# Fastest Car on Netflix



## JoeyJoeJo (Jan 3, 2014)

Watched the first one of these last night and really enjoyed it but like a lot of these types of shows, it's about the people and the cars are very much secondary.

Premise is high performance production car vs home built "sleepers" so there's a quarter mile drag at the end but the majority is back story of the people.

Don't expect a lot of car info, there isn't, but I liked it.

YMMV as they say


----------



## Sam6er (Apr 3, 2016)

I watched a few episodes and apart from the 1 or 2 interesting back stories i find im skipping to the end of the program to watch the race.


----------



## Brad-ST (Nov 17, 2013)

I enjoyed it, something a bit different from the usual car shows, always good to see supercars get beat by a sleeper too!


----------



## Starbuck88 (Nov 12, 2013)

I'm not so sure I'm into it. I've watched a few but this is my take.

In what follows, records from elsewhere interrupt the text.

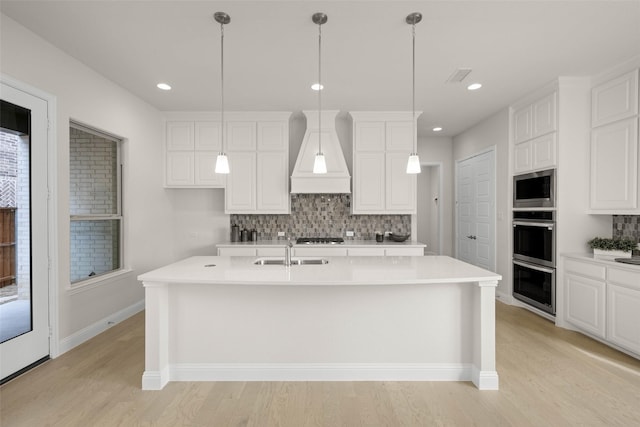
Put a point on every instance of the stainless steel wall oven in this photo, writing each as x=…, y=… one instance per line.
x=534, y=259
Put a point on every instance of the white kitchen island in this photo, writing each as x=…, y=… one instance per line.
x=428, y=318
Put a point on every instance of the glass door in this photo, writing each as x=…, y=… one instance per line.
x=24, y=303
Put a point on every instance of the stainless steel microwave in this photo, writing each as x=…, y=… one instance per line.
x=535, y=190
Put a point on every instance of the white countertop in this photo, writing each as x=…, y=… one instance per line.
x=389, y=270
x=609, y=261
x=346, y=244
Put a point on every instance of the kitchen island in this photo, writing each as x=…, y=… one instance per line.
x=217, y=318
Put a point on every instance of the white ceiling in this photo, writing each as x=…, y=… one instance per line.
x=271, y=58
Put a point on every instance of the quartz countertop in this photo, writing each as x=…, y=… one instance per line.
x=346, y=244
x=389, y=270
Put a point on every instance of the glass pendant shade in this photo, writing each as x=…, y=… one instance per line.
x=413, y=165
x=222, y=163
x=319, y=164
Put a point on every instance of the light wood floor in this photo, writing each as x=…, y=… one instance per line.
x=548, y=377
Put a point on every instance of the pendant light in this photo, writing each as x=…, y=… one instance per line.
x=319, y=164
x=413, y=164
x=222, y=162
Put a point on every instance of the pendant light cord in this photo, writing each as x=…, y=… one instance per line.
x=320, y=88
x=222, y=86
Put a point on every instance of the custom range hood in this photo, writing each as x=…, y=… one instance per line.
x=337, y=178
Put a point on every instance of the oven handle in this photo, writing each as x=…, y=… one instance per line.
x=547, y=225
x=534, y=267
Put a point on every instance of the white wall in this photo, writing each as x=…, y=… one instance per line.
x=494, y=131
x=438, y=150
x=155, y=218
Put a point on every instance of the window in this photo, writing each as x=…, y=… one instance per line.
x=94, y=203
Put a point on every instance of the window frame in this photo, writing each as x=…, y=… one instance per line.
x=107, y=276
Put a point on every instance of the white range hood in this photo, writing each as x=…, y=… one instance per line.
x=337, y=178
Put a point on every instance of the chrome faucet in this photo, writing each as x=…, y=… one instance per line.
x=287, y=253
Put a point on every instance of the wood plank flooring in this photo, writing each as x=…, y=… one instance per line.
x=548, y=377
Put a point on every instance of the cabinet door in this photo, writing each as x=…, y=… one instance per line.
x=272, y=136
x=179, y=136
x=369, y=136
x=615, y=100
x=544, y=115
x=205, y=165
x=399, y=137
x=400, y=194
x=236, y=252
x=179, y=168
x=241, y=136
x=369, y=182
x=585, y=304
x=208, y=136
x=543, y=151
x=272, y=184
x=623, y=317
x=522, y=158
x=240, y=196
x=614, y=165
x=522, y=124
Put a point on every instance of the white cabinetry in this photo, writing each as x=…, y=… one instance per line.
x=615, y=154
x=534, y=135
x=382, y=142
x=259, y=161
x=190, y=155
x=604, y=301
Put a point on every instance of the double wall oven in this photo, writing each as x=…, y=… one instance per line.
x=534, y=243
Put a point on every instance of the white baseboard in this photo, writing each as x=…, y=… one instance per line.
x=320, y=372
x=77, y=338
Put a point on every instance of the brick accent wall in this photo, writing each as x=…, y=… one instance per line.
x=322, y=215
x=94, y=244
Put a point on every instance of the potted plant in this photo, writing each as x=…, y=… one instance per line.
x=611, y=248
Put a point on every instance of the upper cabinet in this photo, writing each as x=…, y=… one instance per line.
x=257, y=144
x=190, y=156
x=615, y=100
x=382, y=142
x=534, y=126
x=615, y=151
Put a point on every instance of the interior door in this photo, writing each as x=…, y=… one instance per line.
x=475, y=210
x=24, y=320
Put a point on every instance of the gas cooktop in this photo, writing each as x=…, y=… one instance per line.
x=319, y=240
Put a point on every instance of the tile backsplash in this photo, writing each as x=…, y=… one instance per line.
x=322, y=215
x=626, y=226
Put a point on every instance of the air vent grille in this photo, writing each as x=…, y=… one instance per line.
x=459, y=75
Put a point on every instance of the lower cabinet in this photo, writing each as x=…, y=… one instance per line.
x=604, y=301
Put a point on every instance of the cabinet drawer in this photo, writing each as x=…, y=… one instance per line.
x=320, y=251
x=586, y=269
x=365, y=251
x=404, y=251
x=630, y=279
x=237, y=252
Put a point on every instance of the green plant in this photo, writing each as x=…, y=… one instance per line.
x=605, y=244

In the first episode. You have the Rat Rod built at home on a budget. You've then got 2 other very professionally built cars. The MPV and Truck.

I won't say what happened but as far as I'm concerned, the rat rod built at home by the chap in the wheelchair, Pinto and the rapper guy so far are the only one I would consider worthy of what this show is about.

As soon as you start getting cars from tuning companies, stunt driver companies etc....what's the point. A real tuning company can whack out a car that could beat the super cars they're putting up quite easily. So I think they should stick to home grown, home built on a budget type cars.

Maybe I'm missing the premise of the show.


----------